I used DESeq2 to process RNA-seq data from different sources. And I found harsh batch effect when plotted PCA (different shapes of the figures represent 3 different batches, for example, ctr and PH.7d from different batches cluster apart):
I tried to remove it using limma package as described here:
> colData sample condition batch 1 100 PH.7d 1 .......... 7 75 ctr 1 8 SRR5035380 hblast.10.5 2 .......... 25 SRR5035397 hblast.18.5 2 26 SRR8437299 ctr 3 .......... 37 SRR8437324 PH.7d 3 vsd<-vst(dds) assay(vsd)<-limma::removeBatchEffect(assay(vsd),vsd$data1) data2<-plotPCA(vsd, intgroup=c('condition','batch'),returnData=T) data2<-as.data.frame(data2) percentVar<- round(100*attr(data2,'percentVar')) plot2<-qplot(PC1,PC2,color=condition,shape=batch,data=data2)

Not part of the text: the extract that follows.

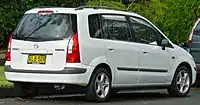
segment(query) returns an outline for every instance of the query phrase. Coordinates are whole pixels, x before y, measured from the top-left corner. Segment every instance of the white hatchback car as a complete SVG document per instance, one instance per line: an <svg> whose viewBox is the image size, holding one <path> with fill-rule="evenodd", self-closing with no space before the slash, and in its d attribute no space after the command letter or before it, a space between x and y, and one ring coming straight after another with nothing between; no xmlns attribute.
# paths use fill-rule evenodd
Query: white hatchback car
<svg viewBox="0 0 200 105"><path fill-rule="evenodd" d="M121 89L166 88L186 96L195 68L188 52L138 14L38 7L25 13L10 37L5 75L20 96L80 86L88 100L105 101Z"/></svg>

However, there is no changes when I plot the results:
What am I doing wrong?
Also, I tried to remove batch effect using design in DESeq:
ddsB=DESeqDataSetFromMatrix(countData = countData,colData = colData, design = ~batch+condition)
I'm getting this error:
Error in checkFullRank(modelMatrix) : the model matrix is not full rank, so the model cannot be fit as specified. One or more variables or interaction terms in the design formula are linear combinations of the others and must be removed.
Can somebody help me to solve it? Thanks in advance!